TENS causes antridromic activation of peripheral nerves so that impulses travelling away from the central nervous system will collide and extinguish afferent impulses arising from peripheral receptors. This may lead to peripheral blockade of impulses arising from tissue damage (Fig. 12.5).

Animal studies show that conventional TENS inhibits central transmission of nociceptive information in the spinal cord when applied to somatic receptive fields (Garrison & Foreman 1994, 1996; Leem et al 1995). The inhibitory neurotransmitter gamma-amino butyric acid (GABA) appears to be critical for conventional TENS effects (Duggan & Foong 1985; Maeda et al 2007). It has also been shown to reduce inflammation-induced sensitization of dorsal horn neurons in anaesthetized rats (Ma & Sluka 2001).

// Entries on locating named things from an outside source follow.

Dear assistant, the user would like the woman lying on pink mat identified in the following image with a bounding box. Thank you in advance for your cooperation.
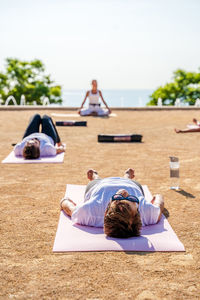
[60,169,164,238]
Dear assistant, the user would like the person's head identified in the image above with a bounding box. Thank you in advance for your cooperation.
[91,79,97,90]
[104,190,142,238]
[23,139,40,159]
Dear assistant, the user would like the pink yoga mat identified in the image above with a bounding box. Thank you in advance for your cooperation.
[53,185,185,252]
[2,151,65,164]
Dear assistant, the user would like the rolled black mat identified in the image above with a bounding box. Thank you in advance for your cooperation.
[98,134,142,143]
[56,121,87,126]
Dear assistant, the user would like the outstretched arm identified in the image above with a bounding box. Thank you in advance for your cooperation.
[99,91,111,114]
[151,194,164,223]
[78,91,89,114]
[60,198,76,217]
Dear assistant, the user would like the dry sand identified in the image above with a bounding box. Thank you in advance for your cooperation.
[0,110,200,300]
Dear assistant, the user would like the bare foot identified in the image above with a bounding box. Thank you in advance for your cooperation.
[87,169,99,181]
[124,168,135,179]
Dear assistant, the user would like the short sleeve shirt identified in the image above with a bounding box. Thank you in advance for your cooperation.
[71,177,160,227]
[14,132,56,157]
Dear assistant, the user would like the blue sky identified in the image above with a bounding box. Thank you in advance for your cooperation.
[0,0,200,89]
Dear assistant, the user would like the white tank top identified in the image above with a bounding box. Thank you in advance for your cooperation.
[88,90,99,104]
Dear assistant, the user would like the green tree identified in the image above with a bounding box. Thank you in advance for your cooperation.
[147,69,200,105]
[0,58,62,104]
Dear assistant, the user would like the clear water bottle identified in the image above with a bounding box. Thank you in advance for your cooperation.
[169,156,179,190]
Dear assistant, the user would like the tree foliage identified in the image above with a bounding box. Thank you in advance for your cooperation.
[0,58,62,104]
[147,69,200,105]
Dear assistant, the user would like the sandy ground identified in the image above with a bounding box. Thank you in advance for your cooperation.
[0,111,200,300]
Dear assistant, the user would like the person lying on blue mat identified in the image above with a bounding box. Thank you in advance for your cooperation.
[14,114,65,159]
[60,168,164,238]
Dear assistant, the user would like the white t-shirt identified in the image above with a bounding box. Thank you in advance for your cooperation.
[14,132,56,157]
[71,177,160,227]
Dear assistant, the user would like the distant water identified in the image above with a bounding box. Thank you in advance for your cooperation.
[62,89,153,107]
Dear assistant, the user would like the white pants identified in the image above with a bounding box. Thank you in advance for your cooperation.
[80,105,109,116]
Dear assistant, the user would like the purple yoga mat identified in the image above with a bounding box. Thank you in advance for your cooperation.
[53,185,185,252]
[2,151,65,164]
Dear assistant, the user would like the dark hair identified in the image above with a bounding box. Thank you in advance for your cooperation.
[23,142,40,159]
[104,201,142,238]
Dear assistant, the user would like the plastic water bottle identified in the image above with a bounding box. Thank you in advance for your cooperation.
[169,156,179,190]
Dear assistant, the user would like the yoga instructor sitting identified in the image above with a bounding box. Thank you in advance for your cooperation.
[78,80,111,116]
[14,114,65,159]
[60,169,164,238]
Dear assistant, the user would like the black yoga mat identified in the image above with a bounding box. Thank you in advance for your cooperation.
[56,121,87,126]
[98,134,142,143]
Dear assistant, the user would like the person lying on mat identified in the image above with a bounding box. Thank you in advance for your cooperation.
[174,118,200,133]
[78,80,111,116]
[14,114,65,159]
[60,169,164,238]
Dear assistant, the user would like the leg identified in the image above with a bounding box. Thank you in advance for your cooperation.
[124,168,144,196]
[23,114,41,138]
[42,115,60,144]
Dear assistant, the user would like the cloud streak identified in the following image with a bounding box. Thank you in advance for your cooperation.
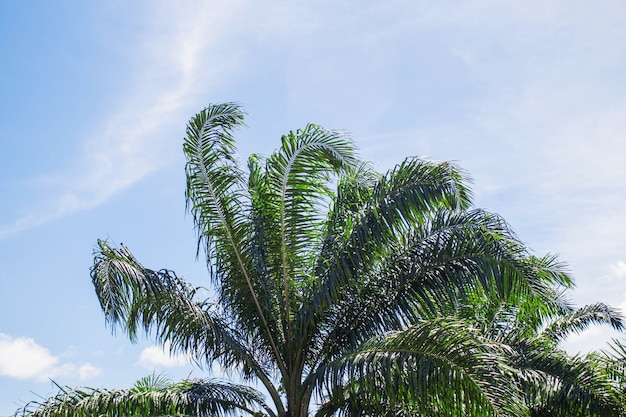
[0,2,244,240]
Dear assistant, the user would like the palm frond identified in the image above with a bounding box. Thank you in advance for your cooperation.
[183,103,287,375]
[315,319,525,416]
[14,380,268,417]
[91,241,268,376]
[543,303,624,343]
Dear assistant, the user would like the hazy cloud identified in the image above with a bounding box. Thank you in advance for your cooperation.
[0,333,101,381]
[137,345,189,369]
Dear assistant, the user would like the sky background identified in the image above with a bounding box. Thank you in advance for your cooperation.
[0,0,626,416]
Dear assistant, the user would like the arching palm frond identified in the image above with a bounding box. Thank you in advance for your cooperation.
[16,103,626,417]
[91,241,267,382]
[14,379,274,417]
[511,339,624,417]
[298,159,470,348]
[315,318,525,416]
[542,303,625,343]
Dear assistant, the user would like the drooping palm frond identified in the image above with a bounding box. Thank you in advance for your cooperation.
[92,237,277,395]
[511,339,625,417]
[183,103,287,386]
[14,379,268,417]
[17,103,626,417]
[297,159,470,352]
[311,318,525,416]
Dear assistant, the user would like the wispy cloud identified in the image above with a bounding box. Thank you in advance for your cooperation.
[0,333,101,381]
[137,345,189,369]
[0,2,244,240]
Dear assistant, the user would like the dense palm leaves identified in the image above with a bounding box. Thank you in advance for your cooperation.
[14,103,621,417]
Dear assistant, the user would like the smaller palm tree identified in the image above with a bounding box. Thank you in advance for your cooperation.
[12,103,618,417]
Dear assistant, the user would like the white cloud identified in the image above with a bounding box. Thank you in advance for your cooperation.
[137,345,188,369]
[0,2,245,240]
[611,261,626,278]
[0,333,101,381]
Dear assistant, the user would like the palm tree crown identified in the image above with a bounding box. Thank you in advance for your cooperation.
[14,103,617,417]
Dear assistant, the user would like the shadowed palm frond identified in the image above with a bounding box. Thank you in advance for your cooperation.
[542,303,624,343]
[14,379,268,417]
[91,237,267,384]
[315,319,525,415]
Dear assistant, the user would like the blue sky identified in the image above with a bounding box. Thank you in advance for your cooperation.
[0,0,626,415]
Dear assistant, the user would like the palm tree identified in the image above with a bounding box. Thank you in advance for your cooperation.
[12,103,616,417]
[458,282,625,417]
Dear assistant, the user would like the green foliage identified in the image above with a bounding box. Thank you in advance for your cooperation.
[18,103,624,417]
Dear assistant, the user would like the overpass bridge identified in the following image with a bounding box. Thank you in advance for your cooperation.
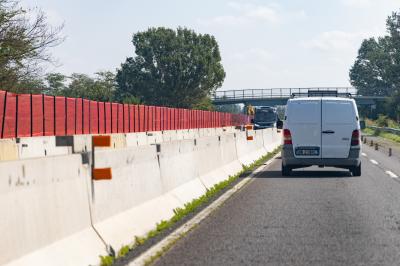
[212,87,385,106]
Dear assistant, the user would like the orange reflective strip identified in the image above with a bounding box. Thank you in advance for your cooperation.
[92,168,112,180]
[93,135,111,147]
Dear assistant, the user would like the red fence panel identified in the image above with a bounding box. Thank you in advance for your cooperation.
[43,95,55,136]
[152,106,160,131]
[134,105,140,132]
[75,99,83,134]
[66,98,76,135]
[111,103,118,133]
[83,99,90,134]
[129,104,136,132]
[17,94,31,137]
[122,104,130,133]
[117,104,124,133]
[104,103,112,133]
[138,105,145,132]
[0,91,6,138]
[2,92,17,138]
[97,102,106,134]
[54,96,66,136]
[32,95,44,137]
[146,106,156,131]
[89,101,99,134]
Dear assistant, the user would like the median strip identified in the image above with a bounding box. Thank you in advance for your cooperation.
[369,159,379,165]
[101,147,280,266]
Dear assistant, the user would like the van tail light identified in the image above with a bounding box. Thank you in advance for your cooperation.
[351,129,360,146]
[283,129,293,145]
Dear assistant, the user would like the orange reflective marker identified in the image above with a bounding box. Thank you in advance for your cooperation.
[93,136,111,147]
[92,168,112,180]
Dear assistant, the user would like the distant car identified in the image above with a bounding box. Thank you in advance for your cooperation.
[252,106,277,129]
[278,91,361,176]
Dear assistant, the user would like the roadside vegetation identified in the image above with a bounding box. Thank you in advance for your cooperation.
[363,115,400,143]
[100,147,280,266]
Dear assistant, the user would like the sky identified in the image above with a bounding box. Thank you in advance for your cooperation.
[22,0,400,90]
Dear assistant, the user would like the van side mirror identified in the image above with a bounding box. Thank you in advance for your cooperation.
[360,120,366,129]
[276,120,283,129]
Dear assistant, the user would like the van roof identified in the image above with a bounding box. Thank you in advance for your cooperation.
[289,97,354,102]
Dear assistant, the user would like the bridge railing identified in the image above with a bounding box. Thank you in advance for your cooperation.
[212,87,357,101]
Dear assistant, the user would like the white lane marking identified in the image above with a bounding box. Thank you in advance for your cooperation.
[369,159,379,164]
[385,171,399,178]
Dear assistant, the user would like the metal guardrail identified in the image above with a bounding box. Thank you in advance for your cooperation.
[367,126,400,135]
[212,87,357,101]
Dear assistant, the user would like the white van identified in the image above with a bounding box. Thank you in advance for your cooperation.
[282,93,361,176]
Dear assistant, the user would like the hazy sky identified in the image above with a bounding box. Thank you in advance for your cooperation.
[22,0,400,89]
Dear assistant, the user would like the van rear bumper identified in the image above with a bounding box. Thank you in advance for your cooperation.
[282,145,361,168]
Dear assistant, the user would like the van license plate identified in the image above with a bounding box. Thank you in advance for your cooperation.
[296,148,319,156]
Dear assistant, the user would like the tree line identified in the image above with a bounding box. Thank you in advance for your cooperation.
[349,11,400,122]
[0,0,225,110]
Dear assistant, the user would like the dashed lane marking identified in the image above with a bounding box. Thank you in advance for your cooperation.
[369,159,379,165]
[385,171,399,178]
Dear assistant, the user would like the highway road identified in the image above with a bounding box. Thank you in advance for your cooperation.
[155,146,400,265]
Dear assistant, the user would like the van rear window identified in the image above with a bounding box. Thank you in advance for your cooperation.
[287,101,321,124]
[322,101,356,124]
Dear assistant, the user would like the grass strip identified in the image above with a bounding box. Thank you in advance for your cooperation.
[100,147,281,266]
[363,128,400,143]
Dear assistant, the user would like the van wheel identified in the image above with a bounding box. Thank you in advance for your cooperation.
[282,164,292,176]
[350,163,361,176]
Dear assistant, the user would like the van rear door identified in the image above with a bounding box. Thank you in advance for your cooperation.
[287,98,321,158]
[322,99,357,158]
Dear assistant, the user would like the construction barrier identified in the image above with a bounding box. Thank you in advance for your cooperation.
[0,125,281,266]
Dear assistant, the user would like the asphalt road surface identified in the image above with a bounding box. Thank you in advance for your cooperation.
[155,143,400,265]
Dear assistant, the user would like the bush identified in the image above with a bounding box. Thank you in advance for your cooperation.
[376,115,389,127]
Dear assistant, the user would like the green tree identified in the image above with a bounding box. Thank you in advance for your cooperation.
[44,73,67,95]
[215,104,243,114]
[46,71,116,102]
[350,12,400,120]
[0,0,63,92]
[116,27,225,108]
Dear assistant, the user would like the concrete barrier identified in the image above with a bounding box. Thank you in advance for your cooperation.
[0,155,105,265]
[220,133,243,177]
[0,139,18,161]
[159,140,206,204]
[91,145,179,249]
[0,128,280,266]
[195,136,227,188]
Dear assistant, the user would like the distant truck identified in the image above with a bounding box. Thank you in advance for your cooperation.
[252,106,278,129]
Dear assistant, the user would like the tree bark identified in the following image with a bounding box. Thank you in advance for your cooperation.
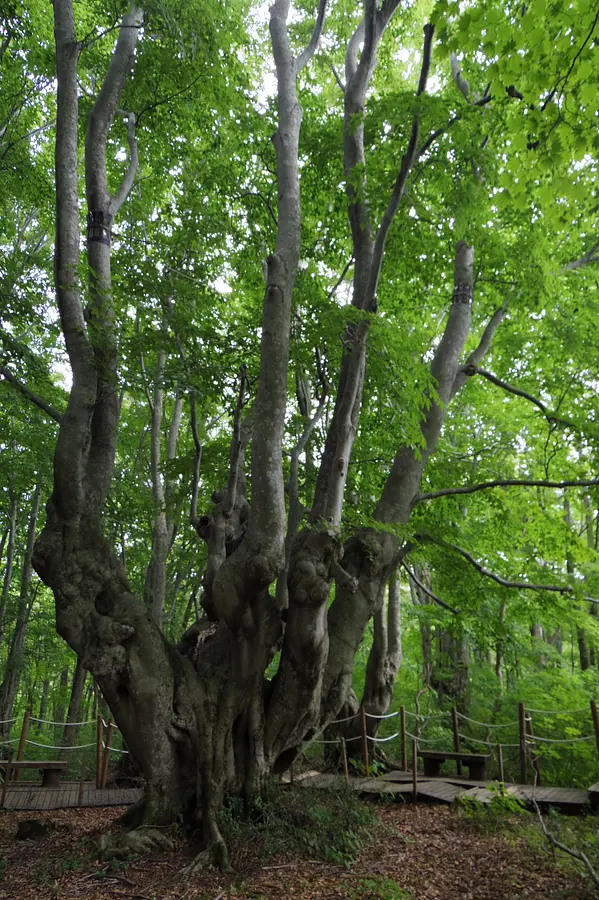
[63,659,87,747]
[0,484,42,740]
[0,486,18,644]
[52,666,69,728]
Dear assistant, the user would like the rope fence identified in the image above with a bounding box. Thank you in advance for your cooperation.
[0,700,599,789]
[306,700,599,784]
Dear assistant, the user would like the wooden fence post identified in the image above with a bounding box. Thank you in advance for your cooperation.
[362,707,370,778]
[77,750,87,806]
[591,700,599,751]
[341,738,349,784]
[524,713,541,785]
[100,719,112,790]
[518,701,526,784]
[412,741,418,803]
[96,716,102,791]
[451,706,462,775]
[399,706,408,772]
[13,709,31,781]
[0,750,13,809]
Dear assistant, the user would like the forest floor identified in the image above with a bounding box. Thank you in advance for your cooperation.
[0,804,597,900]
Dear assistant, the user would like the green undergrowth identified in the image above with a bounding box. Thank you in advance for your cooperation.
[456,786,599,880]
[346,878,414,900]
[222,783,380,866]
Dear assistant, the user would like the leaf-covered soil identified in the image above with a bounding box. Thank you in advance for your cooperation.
[0,805,597,900]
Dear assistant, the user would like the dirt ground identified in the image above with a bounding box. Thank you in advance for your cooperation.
[0,805,597,900]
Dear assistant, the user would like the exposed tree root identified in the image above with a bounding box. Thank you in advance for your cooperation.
[181,838,233,875]
[100,828,173,859]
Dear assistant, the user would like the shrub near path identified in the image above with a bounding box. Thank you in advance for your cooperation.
[0,799,596,900]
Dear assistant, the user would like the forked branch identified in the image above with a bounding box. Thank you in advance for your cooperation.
[414,478,599,505]
[401,562,460,615]
[295,0,329,73]
[0,366,62,425]
[416,534,599,604]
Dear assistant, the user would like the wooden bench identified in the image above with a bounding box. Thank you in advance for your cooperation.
[0,759,68,787]
[418,750,489,781]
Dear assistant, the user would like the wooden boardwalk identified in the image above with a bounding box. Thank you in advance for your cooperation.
[298,771,591,813]
[0,771,598,813]
[5,781,142,810]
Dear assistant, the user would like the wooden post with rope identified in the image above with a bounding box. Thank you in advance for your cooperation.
[524,713,541,785]
[399,706,408,772]
[518,701,526,784]
[100,719,112,790]
[341,738,349,784]
[77,750,87,806]
[96,715,102,791]
[451,706,462,775]
[0,749,13,809]
[412,740,418,803]
[13,709,31,781]
[591,700,599,751]
[362,707,370,778]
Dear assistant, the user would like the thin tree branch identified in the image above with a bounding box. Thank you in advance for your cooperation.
[295,0,329,73]
[414,478,599,506]
[451,301,508,397]
[400,562,461,615]
[531,794,599,888]
[331,63,345,94]
[189,389,202,528]
[327,253,354,300]
[110,112,139,216]
[541,8,599,112]
[415,534,599,604]
[365,23,435,309]
[462,363,580,430]
[0,366,62,425]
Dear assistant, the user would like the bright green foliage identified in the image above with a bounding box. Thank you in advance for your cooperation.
[0,0,599,792]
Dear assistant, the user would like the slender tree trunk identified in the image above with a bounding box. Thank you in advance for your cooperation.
[0,484,42,739]
[37,678,50,727]
[63,658,87,747]
[0,487,18,645]
[52,666,69,736]
[495,600,507,697]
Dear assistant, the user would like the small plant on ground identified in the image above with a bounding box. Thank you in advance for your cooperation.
[347,878,414,900]
[456,785,527,834]
[222,784,379,866]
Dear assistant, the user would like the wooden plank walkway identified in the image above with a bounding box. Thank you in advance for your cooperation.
[297,771,597,813]
[0,771,597,813]
[0,781,143,810]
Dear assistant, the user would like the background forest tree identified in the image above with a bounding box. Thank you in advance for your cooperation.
[0,0,599,862]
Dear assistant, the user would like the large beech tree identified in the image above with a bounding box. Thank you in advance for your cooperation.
[2,0,596,865]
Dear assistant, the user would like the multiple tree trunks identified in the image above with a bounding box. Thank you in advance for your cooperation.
[34,0,510,865]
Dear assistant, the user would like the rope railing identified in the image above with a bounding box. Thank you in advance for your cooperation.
[29,716,96,728]
[458,731,520,747]
[366,731,401,744]
[102,719,121,731]
[24,738,96,750]
[406,731,446,744]
[456,710,518,728]
[405,709,449,720]
[526,734,595,744]
[102,741,129,754]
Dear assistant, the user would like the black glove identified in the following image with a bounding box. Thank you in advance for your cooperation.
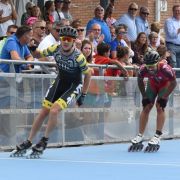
[157,98,167,108]
[77,93,86,106]
[142,98,151,107]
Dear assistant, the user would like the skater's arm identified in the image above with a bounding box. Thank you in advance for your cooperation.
[137,77,147,98]
[162,79,177,99]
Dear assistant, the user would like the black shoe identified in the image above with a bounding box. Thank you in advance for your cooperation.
[16,140,32,150]
[32,137,48,153]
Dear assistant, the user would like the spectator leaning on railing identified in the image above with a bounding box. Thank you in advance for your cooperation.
[0,26,33,73]
[0,0,17,37]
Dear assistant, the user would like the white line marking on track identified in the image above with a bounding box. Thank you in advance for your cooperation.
[0,158,180,167]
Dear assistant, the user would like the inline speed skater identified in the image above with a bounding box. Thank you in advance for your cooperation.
[128,51,177,152]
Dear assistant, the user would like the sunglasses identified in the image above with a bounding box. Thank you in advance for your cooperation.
[141,12,149,16]
[118,32,127,35]
[60,36,74,42]
[56,29,60,33]
[64,1,71,4]
[129,8,138,11]
[9,31,16,34]
[77,29,84,32]
[96,9,104,11]
[36,26,46,31]
[92,29,101,31]
[145,63,157,69]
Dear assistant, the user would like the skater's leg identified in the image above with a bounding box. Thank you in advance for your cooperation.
[139,104,153,134]
[45,103,61,138]
[28,107,49,141]
[156,104,165,132]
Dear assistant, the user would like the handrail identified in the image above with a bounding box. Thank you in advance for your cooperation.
[0,59,136,69]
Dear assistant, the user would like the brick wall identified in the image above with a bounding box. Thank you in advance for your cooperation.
[71,0,180,26]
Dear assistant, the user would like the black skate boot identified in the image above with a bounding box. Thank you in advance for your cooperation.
[10,140,32,157]
[144,134,160,152]
[128,134,144,152]
[27,137,48,159]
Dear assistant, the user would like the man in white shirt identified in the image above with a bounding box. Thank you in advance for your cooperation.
[0,0,17,37]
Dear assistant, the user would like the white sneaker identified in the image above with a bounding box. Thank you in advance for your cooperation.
[131,134,143,144]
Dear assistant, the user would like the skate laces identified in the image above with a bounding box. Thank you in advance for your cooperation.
[36,137,48,149]
[149,134,160,144]
[131,134,143,143]
[17,140,32,149]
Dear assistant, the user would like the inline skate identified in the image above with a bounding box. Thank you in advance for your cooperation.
[26,137,48,159]
[10,140,32,157]
[128,134,144,152]
[144,134,160,152]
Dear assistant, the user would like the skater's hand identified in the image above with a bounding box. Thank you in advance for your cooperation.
[77,93,86,106]
[142,98,151,107]
[157,98,167,108]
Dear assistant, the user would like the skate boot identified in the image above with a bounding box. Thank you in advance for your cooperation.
[26,137,48,159]
[128,134,144,152]
[144,134,160,152]
[10,140,32,157]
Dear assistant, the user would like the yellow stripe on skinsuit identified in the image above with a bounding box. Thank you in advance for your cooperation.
[56,98,67,109]
[76,54,87,67]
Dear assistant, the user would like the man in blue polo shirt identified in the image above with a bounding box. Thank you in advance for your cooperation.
[86,5,111,43]
[0,26,33,73]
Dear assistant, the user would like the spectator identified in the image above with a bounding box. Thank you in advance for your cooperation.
[109,26,116,41]
[29,20,46,55]
[21,2,34,25]
[114,2,138,41]
[117,46,134,77]
[81,39,93,63]
[157,45,171,65]
[53,0,65,21]
[86,5,111,43]
[35,22,64,66]
[104,3,116,27]
[0,26,33,73]
[110,24,134,59]
[151,22,165,47]
[26,6,42,26]
[131,32,148,66]
[0,0,17,37]
[61,0,73,23]
[0,24,18,55]
[71,19,85,49]
[87,23,104,54]
[164,5,180,71]
[38,22,63,51]
[94,42,128,77]
[44,1,55,23]
[135,6,150,36]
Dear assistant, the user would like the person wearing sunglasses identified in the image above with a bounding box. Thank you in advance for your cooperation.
[129,51,177,152]
[113,2,138,41]
[13,26,91,157]
[0,24,18,55]
[135,6,150,36]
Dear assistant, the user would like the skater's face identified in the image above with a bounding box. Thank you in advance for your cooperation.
[61,36,75,51]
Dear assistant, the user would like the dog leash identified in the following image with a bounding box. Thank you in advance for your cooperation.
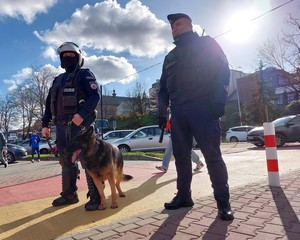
[46,136,58,158]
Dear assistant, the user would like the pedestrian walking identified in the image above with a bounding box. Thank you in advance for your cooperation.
[29,130,41,163]
[0,132,8,168]
[158,13,234,220]
[42,42,100,211]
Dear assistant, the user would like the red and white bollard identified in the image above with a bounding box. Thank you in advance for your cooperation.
[263,122,280,187]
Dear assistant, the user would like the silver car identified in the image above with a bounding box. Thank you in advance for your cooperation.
[111,125,170,152]
[18,138,55,154]
[97,129,134,142]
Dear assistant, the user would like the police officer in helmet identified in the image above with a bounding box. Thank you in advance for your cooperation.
[158,13,234,220]
[42,42,100,211]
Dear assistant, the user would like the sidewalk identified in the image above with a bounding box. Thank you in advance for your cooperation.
[56,170,300,240]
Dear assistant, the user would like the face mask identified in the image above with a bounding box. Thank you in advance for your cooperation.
[61,56,78,72]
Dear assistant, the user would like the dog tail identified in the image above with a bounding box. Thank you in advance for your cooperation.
[123,174,133,181]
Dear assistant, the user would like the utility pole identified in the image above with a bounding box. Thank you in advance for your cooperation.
[259,60,269,122]
[229,64,243,126]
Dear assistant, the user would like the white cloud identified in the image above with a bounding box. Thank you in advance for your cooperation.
[42,47,58,61]
[34,0,172,57]
[3,64,64,92]
[0,0,57,24]
[84,56,136,85]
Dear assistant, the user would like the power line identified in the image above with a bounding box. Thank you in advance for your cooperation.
[103,61,163,86]
[103,0,294,86]
[214,0,294,38]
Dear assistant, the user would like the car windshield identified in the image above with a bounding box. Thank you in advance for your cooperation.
[273,115,295,127]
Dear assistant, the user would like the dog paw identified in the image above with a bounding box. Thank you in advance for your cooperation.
[110,203,118,208]
[98,204,106,210]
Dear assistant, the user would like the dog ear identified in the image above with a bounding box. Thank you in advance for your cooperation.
[86,126,94,136]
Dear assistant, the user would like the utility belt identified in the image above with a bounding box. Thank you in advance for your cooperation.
[52,115,73,126]
[52,110,97,126]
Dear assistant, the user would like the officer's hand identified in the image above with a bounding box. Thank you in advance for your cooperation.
[42,127,50,138]
[211,103,225,119]
[157,117,167,129]
[72,113,83,126]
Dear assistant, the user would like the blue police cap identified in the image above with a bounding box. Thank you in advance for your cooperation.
[167,13,192,26]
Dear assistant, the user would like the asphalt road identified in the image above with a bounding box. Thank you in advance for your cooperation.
[0,143,300,240]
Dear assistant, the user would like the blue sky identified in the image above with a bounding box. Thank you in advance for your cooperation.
[0,0,300,96]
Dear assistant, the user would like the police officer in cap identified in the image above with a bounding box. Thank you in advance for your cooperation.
[158,13,234,220]
[42,42,100,211]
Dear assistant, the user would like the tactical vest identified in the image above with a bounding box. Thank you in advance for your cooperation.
[164,38,215,103]
[50,71,84,125]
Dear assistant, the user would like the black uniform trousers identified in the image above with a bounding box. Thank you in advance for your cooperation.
[171,101,229,202]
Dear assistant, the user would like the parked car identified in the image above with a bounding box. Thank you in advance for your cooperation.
[226,125,254,142]
[247,114,300,147]
[18,138,55,154]
[111,125,170,152]
[6,143,27,163]
[97,129,134,142]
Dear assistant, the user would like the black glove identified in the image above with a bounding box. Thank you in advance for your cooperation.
[157,117,167,129]
[211,103,225,119]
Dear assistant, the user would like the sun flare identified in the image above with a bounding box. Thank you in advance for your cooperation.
[225,11,255,43]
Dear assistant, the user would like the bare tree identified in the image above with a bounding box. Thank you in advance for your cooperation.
[258,10,300,100]
[10,67,57,138]
[0,95,17,138]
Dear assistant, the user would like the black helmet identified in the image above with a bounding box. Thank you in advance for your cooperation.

Higher intensities, e.g. AL-TENS, act via extrasegmental mechanisms and activate structures on the descending pain inhibitory pathways (e.g. periaqueductal grey and ventromedial medulla) and inhibit structures on descending pain facilitatory pathways (Ainsworth et al 2006; Chung et al 1984a, b). Higher intensities cause long-term depression of central nociceptor cells for up to 2 hours post stimulation (Sandkühler et al 1997, 2000). Activation of deep tissue peripheral afferents appears to produce largest effects (Duranti et al 1988; Radhakrishnan & Sluka 2005). Brief, intense, painful TENS probably elicits counterirritant mechanisms via diffuse noxious inhibitory controls (Le Bars et al 1979).

Recent research has shown low-frequency TENS to involve mu opioid receptors and high-frequency TENS to involve delta opioid receptors (Kalra et al 2001; Sluka et al 1999, 2000). Cholinergic, adrenergic, and serotinergic systems also seem to be involved (King et al 2005; Radhakrishnan et al 2003; Sluka & Chandran 2002).